O líder liberal John Turner sinalizou que seu partido não facilitaria ao governo a implementação do que chamou de “lei da venda do Canadá”.
“Pretendemos lutar em todo o país, pretendemos lutar no Parlamento”, disse Turner. “Pretendemos combatê-lo em cada centímetro do caminho.”
O novo líder democrata, Ed Broadbent, argumentou que não houve “um debate aberto e honesto” sobre todos os detalhes do que o livre comércio implicaria.
A opinião de Margaret Thatcher
A ampla discussão do debate sobre o comércio livre viu até mesmo Margaret Thatcher intervir, quando a primeira-ministra britânica visitou o Canadá em Junho de 1988.
“Você não precisa ter medo de que a personalidade nacional do Canadá seja de alguma forma diminuída [in pursuing a free-trade deal]”, disse Thatcher.
Os seus comentários não solicitados ao Parlamento levariam os líderes da oposição do país a denunciar a chamada Dama de Ferro por se intrometer na política interna.
“Ela interferiu no nosso debate nacional sobre uma questão que provavelmente dominará as próximas eleições gerais neste país”, disse Turner mais tarde naquele dia.
“Não somos mais uma colônia da Grã-Bretanha e não queremos nos tornar uma colônia dos Estados Unidos”, acrescentou.
Broadbent do NDP questionou se Thatcher tinha o direito de “vir aqui e se intrometer nos assuntos canadenses”.
Turner instou Mulroney a convocar eleições para dar aos canadenses a chance de opinar sobre a questão. Quando as eleições foram convocadas no início de Outubro, Mulroney disse que o comércio livre seria a peça central da campanha que levaria os canadianos às urnas no mês seguinte.
Livre comércio e soberania nacional
Os Liberais e os Novos Democratas rapidamente pressionaram por um debate televisivo que seria exclusivamente dedicado à questão.
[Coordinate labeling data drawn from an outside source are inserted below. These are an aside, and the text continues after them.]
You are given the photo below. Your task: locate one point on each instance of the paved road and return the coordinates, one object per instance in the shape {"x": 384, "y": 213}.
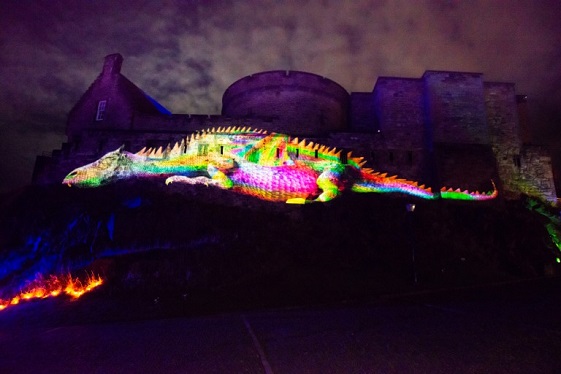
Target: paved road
{"x": 508, "y": 329}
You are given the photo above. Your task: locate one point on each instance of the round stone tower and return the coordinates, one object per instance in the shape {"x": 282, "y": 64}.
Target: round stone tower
{"x": 296, "y": 103}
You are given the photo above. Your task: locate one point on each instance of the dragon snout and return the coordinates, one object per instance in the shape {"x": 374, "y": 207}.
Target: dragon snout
{"x": 72, "y": 178}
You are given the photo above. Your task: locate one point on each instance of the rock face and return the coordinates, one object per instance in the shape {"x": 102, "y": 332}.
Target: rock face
{"x": 206, "y": 242}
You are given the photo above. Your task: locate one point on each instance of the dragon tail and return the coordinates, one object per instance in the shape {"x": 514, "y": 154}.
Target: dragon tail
{"x": 381, "y": 183}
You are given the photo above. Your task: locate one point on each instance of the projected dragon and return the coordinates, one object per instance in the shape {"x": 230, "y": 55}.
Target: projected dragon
{"x": 273, "y": 167}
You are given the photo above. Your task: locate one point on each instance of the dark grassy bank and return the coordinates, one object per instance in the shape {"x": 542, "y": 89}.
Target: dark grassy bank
{"x": 189, "y": 249}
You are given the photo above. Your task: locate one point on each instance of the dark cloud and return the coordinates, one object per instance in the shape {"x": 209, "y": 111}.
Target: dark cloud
{"x": 186, "y": 53}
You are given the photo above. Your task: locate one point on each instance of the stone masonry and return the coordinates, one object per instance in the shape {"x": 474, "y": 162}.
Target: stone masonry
{"x": 443, "y": 129}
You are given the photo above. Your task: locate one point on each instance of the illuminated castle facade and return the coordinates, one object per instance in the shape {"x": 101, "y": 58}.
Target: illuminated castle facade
{"x": 443, "y": 129}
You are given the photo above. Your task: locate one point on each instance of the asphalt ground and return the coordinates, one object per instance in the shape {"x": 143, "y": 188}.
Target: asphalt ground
{"x": 506, "y": 328}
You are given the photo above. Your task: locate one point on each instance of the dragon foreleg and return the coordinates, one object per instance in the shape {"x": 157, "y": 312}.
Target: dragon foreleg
{"x": 217, "y": 178}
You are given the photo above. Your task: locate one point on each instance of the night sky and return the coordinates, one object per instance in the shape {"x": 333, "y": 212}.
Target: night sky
{"x": 186, "y": 53}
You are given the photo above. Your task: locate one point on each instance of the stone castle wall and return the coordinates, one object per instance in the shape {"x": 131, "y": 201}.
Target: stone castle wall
{"x": 305, "y": 103}
{"x": 445, "y": 128}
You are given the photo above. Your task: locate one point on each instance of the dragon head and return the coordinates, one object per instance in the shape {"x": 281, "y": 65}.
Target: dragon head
{"x": 103, "y": 171}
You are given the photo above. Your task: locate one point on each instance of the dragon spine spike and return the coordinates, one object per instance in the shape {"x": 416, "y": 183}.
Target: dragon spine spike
{"x": 159, "y": 153}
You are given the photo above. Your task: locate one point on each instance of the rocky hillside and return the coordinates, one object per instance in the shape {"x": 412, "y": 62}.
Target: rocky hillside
{"x": 213, "y": 246}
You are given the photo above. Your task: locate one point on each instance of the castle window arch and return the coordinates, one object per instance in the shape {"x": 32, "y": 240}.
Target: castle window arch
{"x": 101, "y": 105}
Mas os conservadores progressistas aceitaram a ideia com calma.
Broadbent sugeriu que Mulroney entende que “quanto mais os canadenses sabem sobre o acordo comercial que ele negociou com os Estados Unidos, mais eles ficam insatisfeitos com ele”.
O tema polêmico fez de fato parte dos debates que viriam entre os líderes – incluindo preocupações sobre como o acordo poderia impactar a soberania nacional do Canadá.
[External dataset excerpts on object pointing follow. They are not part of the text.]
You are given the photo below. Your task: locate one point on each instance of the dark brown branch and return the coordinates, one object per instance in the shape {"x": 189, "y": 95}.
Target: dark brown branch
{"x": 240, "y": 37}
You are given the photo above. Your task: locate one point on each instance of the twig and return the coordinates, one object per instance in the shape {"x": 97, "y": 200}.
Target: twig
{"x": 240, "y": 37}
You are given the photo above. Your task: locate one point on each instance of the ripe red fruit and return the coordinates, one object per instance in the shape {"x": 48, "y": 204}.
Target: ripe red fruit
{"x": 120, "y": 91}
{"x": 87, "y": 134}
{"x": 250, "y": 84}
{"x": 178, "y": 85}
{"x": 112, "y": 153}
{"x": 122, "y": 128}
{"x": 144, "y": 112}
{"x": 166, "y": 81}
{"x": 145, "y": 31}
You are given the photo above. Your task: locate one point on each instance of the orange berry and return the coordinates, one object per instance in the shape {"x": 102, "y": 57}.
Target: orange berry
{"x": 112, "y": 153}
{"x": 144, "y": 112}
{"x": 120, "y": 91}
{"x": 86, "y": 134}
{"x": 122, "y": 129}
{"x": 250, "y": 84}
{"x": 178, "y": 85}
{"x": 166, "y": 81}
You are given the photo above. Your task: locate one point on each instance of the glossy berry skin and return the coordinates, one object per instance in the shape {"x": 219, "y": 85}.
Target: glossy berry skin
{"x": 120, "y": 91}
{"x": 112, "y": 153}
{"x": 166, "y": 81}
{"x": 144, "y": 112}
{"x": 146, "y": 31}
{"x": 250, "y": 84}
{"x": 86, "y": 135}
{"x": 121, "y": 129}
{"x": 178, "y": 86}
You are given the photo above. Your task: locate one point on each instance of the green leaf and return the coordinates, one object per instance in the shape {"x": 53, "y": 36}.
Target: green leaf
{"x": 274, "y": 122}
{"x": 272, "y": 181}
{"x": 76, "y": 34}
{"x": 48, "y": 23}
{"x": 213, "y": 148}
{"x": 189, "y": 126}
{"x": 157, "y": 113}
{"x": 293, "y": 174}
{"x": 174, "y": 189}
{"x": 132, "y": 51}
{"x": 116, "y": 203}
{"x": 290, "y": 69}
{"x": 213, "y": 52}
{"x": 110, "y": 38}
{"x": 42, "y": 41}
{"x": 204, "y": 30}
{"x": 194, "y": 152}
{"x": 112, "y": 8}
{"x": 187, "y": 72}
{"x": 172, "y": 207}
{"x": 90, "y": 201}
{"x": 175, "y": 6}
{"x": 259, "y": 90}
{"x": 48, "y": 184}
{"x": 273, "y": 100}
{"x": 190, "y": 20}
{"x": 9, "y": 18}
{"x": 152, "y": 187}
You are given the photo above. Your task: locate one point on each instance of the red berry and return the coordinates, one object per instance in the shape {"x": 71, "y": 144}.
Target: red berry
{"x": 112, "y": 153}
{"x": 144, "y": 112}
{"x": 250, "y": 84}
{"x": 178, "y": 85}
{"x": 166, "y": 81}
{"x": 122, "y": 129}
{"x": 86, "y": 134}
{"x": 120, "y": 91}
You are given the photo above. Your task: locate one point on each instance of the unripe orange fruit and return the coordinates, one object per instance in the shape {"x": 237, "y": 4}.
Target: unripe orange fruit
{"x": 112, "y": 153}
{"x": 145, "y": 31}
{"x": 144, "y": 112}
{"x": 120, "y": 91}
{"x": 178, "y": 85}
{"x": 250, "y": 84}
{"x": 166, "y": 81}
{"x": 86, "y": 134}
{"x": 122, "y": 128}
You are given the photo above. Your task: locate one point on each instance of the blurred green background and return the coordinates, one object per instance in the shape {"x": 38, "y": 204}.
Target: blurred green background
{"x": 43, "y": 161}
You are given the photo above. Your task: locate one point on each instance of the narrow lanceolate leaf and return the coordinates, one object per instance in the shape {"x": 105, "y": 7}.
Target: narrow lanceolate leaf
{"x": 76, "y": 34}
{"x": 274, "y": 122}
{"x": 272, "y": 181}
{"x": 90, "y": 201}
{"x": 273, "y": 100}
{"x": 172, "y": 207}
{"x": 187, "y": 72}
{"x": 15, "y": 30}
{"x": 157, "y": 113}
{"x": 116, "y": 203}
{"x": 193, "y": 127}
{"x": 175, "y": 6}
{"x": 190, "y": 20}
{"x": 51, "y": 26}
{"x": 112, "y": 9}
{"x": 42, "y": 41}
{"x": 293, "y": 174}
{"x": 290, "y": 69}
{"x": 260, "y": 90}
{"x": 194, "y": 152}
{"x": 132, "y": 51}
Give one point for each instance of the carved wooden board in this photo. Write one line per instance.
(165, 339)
Turner argumentou que uma mudança para o livre comércio limitaria a capacidade do Canadá de manobrar sob o controle dos EUA.
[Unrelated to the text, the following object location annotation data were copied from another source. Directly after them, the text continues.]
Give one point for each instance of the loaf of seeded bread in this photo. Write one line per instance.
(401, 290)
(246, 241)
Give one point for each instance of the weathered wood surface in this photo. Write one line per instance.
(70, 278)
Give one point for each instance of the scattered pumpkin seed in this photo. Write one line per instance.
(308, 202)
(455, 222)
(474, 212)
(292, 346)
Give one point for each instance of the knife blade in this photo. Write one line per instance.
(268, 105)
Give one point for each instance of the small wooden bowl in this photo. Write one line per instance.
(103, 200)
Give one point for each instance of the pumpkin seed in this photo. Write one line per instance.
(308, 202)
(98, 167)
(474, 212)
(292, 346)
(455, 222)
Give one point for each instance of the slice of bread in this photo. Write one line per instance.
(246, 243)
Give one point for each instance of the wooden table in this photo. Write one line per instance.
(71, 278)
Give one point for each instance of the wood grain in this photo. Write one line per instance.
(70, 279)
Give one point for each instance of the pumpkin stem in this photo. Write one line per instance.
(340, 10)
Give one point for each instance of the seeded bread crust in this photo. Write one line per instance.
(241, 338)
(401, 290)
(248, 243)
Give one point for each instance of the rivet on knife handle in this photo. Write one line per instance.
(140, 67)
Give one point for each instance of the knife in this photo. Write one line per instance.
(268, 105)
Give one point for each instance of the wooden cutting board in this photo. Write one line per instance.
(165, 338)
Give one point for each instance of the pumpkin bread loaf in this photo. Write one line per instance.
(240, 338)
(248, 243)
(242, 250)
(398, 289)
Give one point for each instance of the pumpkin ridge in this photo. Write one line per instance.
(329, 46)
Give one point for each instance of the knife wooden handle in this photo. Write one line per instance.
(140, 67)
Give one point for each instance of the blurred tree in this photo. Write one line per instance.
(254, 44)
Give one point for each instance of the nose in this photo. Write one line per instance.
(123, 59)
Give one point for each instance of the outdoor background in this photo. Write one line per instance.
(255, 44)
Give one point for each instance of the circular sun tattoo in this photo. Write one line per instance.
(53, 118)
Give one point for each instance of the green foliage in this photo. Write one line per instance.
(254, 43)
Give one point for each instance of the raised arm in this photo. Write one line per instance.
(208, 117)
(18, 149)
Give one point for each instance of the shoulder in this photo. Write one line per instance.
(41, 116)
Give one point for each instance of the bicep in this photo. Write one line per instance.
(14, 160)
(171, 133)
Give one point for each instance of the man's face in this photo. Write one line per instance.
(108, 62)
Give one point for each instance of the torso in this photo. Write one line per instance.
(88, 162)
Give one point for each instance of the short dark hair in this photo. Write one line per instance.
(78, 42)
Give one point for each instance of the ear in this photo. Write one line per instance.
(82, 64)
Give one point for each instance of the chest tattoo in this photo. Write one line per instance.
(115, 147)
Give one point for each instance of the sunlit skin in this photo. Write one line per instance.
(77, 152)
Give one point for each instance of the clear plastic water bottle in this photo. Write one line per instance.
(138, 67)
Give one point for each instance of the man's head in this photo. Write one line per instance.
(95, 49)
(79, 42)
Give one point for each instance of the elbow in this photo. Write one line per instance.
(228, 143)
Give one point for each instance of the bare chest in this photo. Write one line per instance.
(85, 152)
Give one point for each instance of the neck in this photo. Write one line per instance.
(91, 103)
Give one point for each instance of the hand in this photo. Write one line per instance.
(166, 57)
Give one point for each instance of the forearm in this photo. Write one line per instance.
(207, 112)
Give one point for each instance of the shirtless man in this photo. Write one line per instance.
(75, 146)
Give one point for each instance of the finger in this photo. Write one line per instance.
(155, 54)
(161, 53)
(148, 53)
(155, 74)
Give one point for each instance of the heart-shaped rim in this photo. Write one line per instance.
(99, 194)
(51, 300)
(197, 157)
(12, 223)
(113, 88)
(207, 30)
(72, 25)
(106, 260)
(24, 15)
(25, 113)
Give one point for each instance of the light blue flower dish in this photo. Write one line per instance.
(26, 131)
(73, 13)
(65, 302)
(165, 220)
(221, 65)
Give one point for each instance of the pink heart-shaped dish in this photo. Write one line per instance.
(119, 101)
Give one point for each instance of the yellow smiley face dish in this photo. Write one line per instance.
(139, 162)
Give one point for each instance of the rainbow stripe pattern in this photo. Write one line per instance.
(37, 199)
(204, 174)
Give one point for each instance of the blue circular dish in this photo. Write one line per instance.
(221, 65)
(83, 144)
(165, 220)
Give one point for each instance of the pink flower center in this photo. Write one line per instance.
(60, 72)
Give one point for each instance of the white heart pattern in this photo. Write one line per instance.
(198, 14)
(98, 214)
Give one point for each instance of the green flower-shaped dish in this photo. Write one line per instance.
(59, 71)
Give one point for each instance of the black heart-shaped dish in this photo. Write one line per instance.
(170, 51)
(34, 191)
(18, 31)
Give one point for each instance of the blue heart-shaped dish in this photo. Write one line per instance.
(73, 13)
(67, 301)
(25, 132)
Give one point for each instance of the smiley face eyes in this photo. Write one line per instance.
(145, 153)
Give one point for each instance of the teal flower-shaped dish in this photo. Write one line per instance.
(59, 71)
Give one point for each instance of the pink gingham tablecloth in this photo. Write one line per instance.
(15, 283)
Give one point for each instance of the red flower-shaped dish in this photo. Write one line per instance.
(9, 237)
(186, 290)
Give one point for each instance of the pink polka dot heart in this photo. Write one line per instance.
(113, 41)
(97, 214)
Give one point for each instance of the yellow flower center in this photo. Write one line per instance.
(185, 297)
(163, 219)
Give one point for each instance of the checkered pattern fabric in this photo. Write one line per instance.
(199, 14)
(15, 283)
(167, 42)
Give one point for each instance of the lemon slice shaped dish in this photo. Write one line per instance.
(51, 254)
“Acontece que acredito que você nos traiu”, disse Turner a Mulroney durante o debate em inglês em 25 de outubro de 1988.
Na resposta de Mulroney, ele negou a acusação e disse que o seu oponente liberal “não tinha o monopólio do patriotismo”.
Os Conservadores de Mulroney regressariam ao poder – novamente com uma maioria dominante, mas com menos assentos do que antes.
A eleição de 1988 seria a última em que Mulroney, Turner e Broadbent liderariam seus respectivos partidos.
Turner morreu em setembro de 2020. Tanto Broadbent quanto Mulroney faleceram em 2024. A batalha campal pelo livre comércio fazia parte de seu legado como líderes federais.
O acordo de livre comércio original entre o Canadá e os Estados Unidos entrou em vigor no primeiro dia de 1989.
Cinco anos depois, foi substituído pelo Acordo de Livre Comércio da América do Norte (NAFTA). Depois, em Abril de 2020, o NAFTA foi substituído pelo CUSMA – o Acordo sobre comércio Canadá-EUA-México – que foi negociado a pedido de Trump durante o seu primeiro mandato na Casa Branca.
Após a sua reeleição em Novembro, Trump avisou que iria impor uma tarifa de 25% sobre todos os produtos que entrassem no país vindos do Canadá e do México. Essa ameaça, juntamente com as suas subsequentes observações sobre o “51º estado”, foram vistas por alguns como um sinal da sua intenção de renegociar o CUSMA.